I wondered what had become of him. Then a friend rang to say he had been arrested for knifing a woman to death in 1994, in what was described as a ‘frenzied’ attack. Five weeks ago, he was found guilty and given life with a minimum of 19 years. The strange thing was, Patel didn’t look like your typical killer, whatever that is. Spankingly educated and sprucely dressed, he might have been a city trader – or a former health secretary. You never can tell with people.

Fish-belly pale, with the beady eyes of a Berlin hausfrau, my suitor was not an ingratiating sight

Well, that’s that then. The first – and I hope last – murderer I have known. I am more familiar with billionaires. But in my opinion, the latter are becoming dirty, rotten cheapskates. Recently, I was approached by one who said he was looking for a girlfriend. As he was in his eighties and wheelchair-bound, I was surprised by the enthusiasm with which he talked of the hurly-burly of the chaise longue and his enterprise in amour.

Curious as to which currency the modern billionaire spoke in, I agreed to have lunch. Fish-belly pale, with the beady eyes of a Berlin hausfrau, my suitor was not an ingratiating sight. Nonetheless, over a glass of Bordeaux, he informed me that he sought a purely sexual relationship. I was further confused when he said that in return he would ‘help me with my holidays’. His family owned a couple of ritzy hotels and I assumed he was offering me one of them, or at least a gratis trip to the Caribbean, with a pearl-escent suite down to the sea and silver buckets sweating champagne.
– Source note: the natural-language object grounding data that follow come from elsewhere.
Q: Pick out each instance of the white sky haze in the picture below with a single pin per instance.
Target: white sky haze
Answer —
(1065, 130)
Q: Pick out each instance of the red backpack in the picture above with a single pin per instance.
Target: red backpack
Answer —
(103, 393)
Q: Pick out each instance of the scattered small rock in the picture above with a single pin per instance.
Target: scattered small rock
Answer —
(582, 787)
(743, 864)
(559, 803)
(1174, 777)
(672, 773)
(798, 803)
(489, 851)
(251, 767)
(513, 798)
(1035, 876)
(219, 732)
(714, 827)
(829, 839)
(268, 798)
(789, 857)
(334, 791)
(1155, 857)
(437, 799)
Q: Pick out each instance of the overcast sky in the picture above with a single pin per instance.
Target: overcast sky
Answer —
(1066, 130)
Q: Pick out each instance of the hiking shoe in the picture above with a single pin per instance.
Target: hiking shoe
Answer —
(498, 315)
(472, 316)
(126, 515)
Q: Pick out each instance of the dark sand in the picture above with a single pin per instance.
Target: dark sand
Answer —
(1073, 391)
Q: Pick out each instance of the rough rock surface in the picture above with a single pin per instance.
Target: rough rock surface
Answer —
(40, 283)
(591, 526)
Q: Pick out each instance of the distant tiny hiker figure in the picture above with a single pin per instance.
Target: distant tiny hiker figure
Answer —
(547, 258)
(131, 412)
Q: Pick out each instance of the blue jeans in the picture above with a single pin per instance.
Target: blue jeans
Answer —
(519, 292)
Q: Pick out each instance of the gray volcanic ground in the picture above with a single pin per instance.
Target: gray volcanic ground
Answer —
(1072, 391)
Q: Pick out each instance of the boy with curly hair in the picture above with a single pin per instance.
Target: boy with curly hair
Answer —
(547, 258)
He wasn’t. ‘What I can do,’ he continued, as if he was holding out the riches of Solomon, ‘is get you a room upgrade.’ A room upgrade? I almost lost control. So I was to cough up for the flights, the hotel and whatever food I chose to consume, and if the wretched hostelry wasn’t full, I might be upgraded from a car-park view to a partial view of the garden? What an extraordinary proposition.

So billionaires aren’t what they used to be. They’ve become as tight as a miser’s fist. In the days of Lorelei Lee, it was diamond necklaces and penthouses in Manhattan. Now it’s room upgrades, off season.